Zeznania męża wnioskodawczyni, że razem z żoną zarabiali więcej niż połowa najniżsego wynagrodzenia i że ich poziom życia był dobry – nie mogą stanowić podstawy do bezkrytycznego przyjęcia za podstawę ustaleń faktycznych w sprawie, że wnioskodawczyni w okresie ponad 23 lat otrzymywała wynagrodzenia w takiej wysokości i to każdego miesiąca.

W sprawie brak jest bowiem jakiegokolwiek dokumentu potwierdzającego powyższą okoliczność, brak jest nie tylko kart pracy, czy innej dokumentacji płacowej, ale wnioskodawczyni nie dysponuje nawet świadectwem potwierdzającym okres pracy w tej Spółdzielni, z którego wynikałoby chociażby w jakiej wysokości otrzymywała wynagrodzenie w ostatnim okresie pracy.

W ocenie Sądu niewystarczającym do uwzględnienia do stażu pracy ubezpieczonej są ogólne zeznania wnioskodawczyni i jej męża, że zarabiała tyle co J. S. (któremu uwzględniono okres pracy w Spółdzielni do stażu pracy) i że ich zarobki były wysokie. Należy zauważyć, że wnioskodawczyni w 1971 roku i 1974 roku urodziła dzieci, co oznacza, że miała przerwy w świadczeniu pracy. Wobec powyższego, również i z tego powodu niewiarygodnym są jej zeznania i świadków, że w okresie spornym osiągała wynagrodzenie na poziomie umożliwiającym zaliczenie tego okresu do stażu pracy.

Sąd Okręgowy zważył, co następuje:

Odwołanie jest niezasadne.

W myśl art. 24 ust. 1 ustawy z dnia 17 grudnia 1998 roku o emeryturach i rentach z Funduszu Ubezpieczeń Społecznych (tekst jednolity Dz. U. z 2018 roku poz. 1270, z późn. zm.) ubezpieczonym urodzonym po dniu 31 grudnia 1948 roku przysługuje emerytura po osiągnięciu wieku emerytalnego wynoszącego co najmniej 60 lat dla kobiet i co najmniej 65 lat dla mężczyzn, z zastrzeżeniem art. 46, 47, 50, 50a, 50e i 184.

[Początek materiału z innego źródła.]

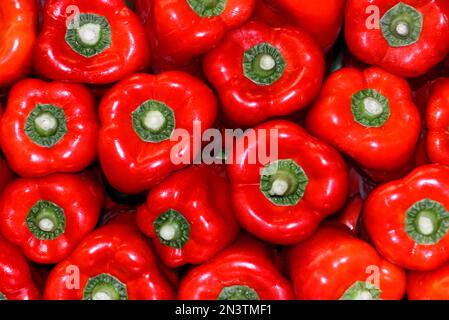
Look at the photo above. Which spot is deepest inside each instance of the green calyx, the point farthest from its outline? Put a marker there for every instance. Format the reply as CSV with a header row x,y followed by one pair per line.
x,y
370,108
361,290
153,121
207,8
46,125
263,64
427,222
283,182
238,293
89,34
401,25
105,287
172,229
46,220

Stosownie do art. 25 analizowanej ustawy podstawę obliczenia emerytury, o której mowa w art. 24, stanowi kwota składek na ubezpieczenie emerytalne, z uwzględnieniem waloryzacji składek zewidencjonowanych na koncie ubezpieczonego do końca miesiąca poprzedzającego miesiąc, od którego przysługuje wypłata emerytury, zwaloryzowanego kapitału początkowego określonego w art. 173-175 oraz kwot środków zewidencjonowanych na subkoncie, o którym mowa w art. 40a ustawy z dnia 13 października 1998 roku o systemie ubezpieczeń społecznych, z zastrzeżeniem ust. 1a i 1b oraz art. 185.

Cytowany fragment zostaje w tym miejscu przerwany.